In summary, the lawsuit claims the hospital’s “policy of understaffing the Bone Marrow Transplant Unit and overworking its nurses in intentional disregard of the dangers posed to them is the direct and proximate cause of Ms. Jasper’s automobile crash, as well as the direct and proximate cause of Ms. Jasper’s death.”
There’s no word on how much compensation Jasper’s family seeks. The hospital expressed sympathy for the family, but declined to comment on pending litigation.
More of these suits on horizon?
Wrongful employee death litigation stemming from staffing issues is unusual.
But other types of lawsuits involving fatigued workers aren’t so rare.
Recently, sleep-deprived 911 operators in Brooklyn, NY, have filed a class action lawsuit, claiming they are ready to collapse from exhaustion after pulling 16-hour shifts for days in a row.
The lawsuit says several “operators have collapsed from exhaustion while dispatching calls and were removed … by paramedics.”
Another type of lawsuit involving fatigued workers are those in which a car crash takes the life of another motorist. Similar to the case involving Jasper, family members of the deceased sue the fatigued worker’s employer for damages.

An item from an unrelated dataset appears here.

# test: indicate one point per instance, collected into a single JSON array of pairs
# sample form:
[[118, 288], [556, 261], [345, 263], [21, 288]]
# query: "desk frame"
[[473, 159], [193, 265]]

Federal regulations on maximum working hours cover commercial truck drivers and airline pilots, but not the healthcare industry. California has regulations for healthcare facility staffing that indirectly impact staff schedules.
Some good rules of thumb for scheduling employees who work long hours, rotating shifts or late night/early morning shifts:
- Allow employees to have at least 10 hours between shifts for rest (example: if a worker’s shift ends at 7 a.m., don’t schedule him/her to return until 5 p.m. at the earliest)
- Rotate schedules forward, not backward (example: scheduling a worker for the daytime shift on Monday and the nighttime shift on Tuesday is OK, but the reverse isn’t), and
- Shorter workdays are generally better than longer ones (example: an 8-hour day versus a 12-hour one).